そしてルリシアさんは俺の手を取り、フィリアさんから引き剥がすのであった。
「あらあら⋯⋯私のユートくんが取られてしまったわ」
「お母様のユートくんじゃありません! 私のです!」
あれ? 俺はいつからルリシアさんのものになったんだ? そうか、私の護衛って意味なのかな?

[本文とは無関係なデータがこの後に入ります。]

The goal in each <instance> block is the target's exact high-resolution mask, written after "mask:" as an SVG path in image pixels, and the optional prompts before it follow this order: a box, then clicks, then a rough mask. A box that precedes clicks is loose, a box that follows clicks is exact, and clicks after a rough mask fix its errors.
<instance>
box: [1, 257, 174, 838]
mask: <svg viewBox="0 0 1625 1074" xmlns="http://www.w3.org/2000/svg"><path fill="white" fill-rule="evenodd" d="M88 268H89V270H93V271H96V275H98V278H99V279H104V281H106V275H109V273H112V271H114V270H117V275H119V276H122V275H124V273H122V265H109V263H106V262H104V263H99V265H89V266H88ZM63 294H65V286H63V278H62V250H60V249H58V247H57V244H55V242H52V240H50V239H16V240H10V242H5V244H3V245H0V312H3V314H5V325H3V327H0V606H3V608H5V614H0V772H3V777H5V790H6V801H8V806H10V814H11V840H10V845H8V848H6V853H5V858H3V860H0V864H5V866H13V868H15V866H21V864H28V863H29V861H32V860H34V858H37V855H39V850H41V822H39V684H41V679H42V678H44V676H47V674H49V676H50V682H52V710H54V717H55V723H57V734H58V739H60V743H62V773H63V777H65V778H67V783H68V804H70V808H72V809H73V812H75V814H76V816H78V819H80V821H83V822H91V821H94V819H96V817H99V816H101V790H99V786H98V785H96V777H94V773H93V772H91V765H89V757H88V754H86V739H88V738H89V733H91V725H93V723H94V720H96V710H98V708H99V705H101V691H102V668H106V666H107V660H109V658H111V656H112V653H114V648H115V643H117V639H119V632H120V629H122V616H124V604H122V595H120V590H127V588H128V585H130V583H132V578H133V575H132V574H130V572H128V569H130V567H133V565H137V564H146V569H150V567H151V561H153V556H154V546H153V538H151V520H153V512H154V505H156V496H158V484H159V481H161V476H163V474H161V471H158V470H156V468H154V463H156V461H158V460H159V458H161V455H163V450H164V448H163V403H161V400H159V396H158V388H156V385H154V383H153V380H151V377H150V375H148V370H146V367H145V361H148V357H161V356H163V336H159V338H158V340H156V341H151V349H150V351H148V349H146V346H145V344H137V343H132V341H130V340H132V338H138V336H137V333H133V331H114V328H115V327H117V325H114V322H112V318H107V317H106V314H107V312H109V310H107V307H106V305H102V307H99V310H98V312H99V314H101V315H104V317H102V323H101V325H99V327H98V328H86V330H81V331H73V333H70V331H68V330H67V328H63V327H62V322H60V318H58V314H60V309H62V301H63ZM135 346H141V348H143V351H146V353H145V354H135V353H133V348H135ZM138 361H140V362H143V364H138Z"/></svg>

「娘が怒ってしまったわ。とりあえずからかうのはこのくらいにして――」
「からかってたの!」
どうやらフィリアさんはかなりお茶目な人のようだ。
ルリシアさんがさっきから良いように遊ばれている。
「ユートくんは私の命の恩人よ。何か私に出来ることがあったら何でも言ってね。力になるわ」
皇后であるフィリアさんが俺の力になってくれるのは嬉しい。それなら⋯⋯
「僕には妹がいて――」
俺はトアのことや病のことを話す。
「⋯⋯わかったわ。トアちゃんの病を治すために、私も協力するわ」
「本当ですか?」
「ええ⋯⋯まずはトアちゃんの症状を具体的に知りたいから、帝都のお医者さんに診てもらいましょう」
「ありがとうございます」
「ユートくんのお家はどこにあるのかな?」
「え~と⋯⋯僕の家はセレノアの――」
俺は屋敷のある場所を伝える。
「すぐにお医者さんを派遣するわ。それにしてもユートくんは本当に良い子ね。小さいのに妹のためにがんばっているなんて⋯⋯益々好きになっちゃったわ」
そして再びフィリアさんは抱きしめてきた。
「お母様! ユートくんはもう抱きしめないと約束したじゃありませんか!」
えっ? そんな約束してなくない? さっきから俺の知らない所で色々決められているように感じるが気のせいか?
「つい抱きしめたくなっちゃって」
フィリアさんはいたずらっ子のようにウインクをしながら舌をぺろりと出す。
ウインクって可愛く見せるのは意外と難しいけど、フィリアさんみたいな美人がやると絵になるな。
「⋯⋯ユートくん? 今お母様に見とれてなかった?」
ルリシアさんが普段聞かないような低い声で問い詰めてきた。これははいと答えたら恐ろしいことが起きてしまいそうだ。
「そ、そんなことないです」
「本当に?」
「⋯⋯うん」
「ふ~ん⋯⋯でもいいわ。ユートくんの役に立てるのはお母様だけじゃないから。ユートくん行きましょ」
「どこにですか?」
「もちろん禁書庫に決まっているじゃない」
禁書庫⋯⋯それはとても魅力的な提案だ。
「私も手伝うわね」
「お母様は来なくて大丈夫です」
「のけ者なんて、お母さん悲しいわ」
フィリアさんは娘に拒否されて涙を流す⋯⋯振りをした。
「そういう訳では⋯⋯」
しかし根が素直なルリシアさんは泣き真似に気づいていない。
「お母様はまだ万全の状態ではないはずです。今はゆっくり休んで下さい。もう二度と私を悲しい気持ちにさせないで下さいね」
そうだ。フィリアさんは昨日まで意識不明の状態だったんだ。ルリシアさんの言うとおり、今は無理をさせない方がいい。
「ありがとうルリシア⋯⋯私は大丈夫よ」
フィリアさんはルリシアさんを優しく抱きしめる。
「ルリシアの子供を抱っこするまで、死ねないっていつも言ってるじゃない」
「⋯⋯うん」
「もう大丈夫だから心配しないで」
「お母様も無理しないで下さい」
この二人は冗談も言えるし、本当に仲がいい親子だな。
俺ももっと母さんに親孝行したかった。だけどそれはもう叶わぬ願いだ。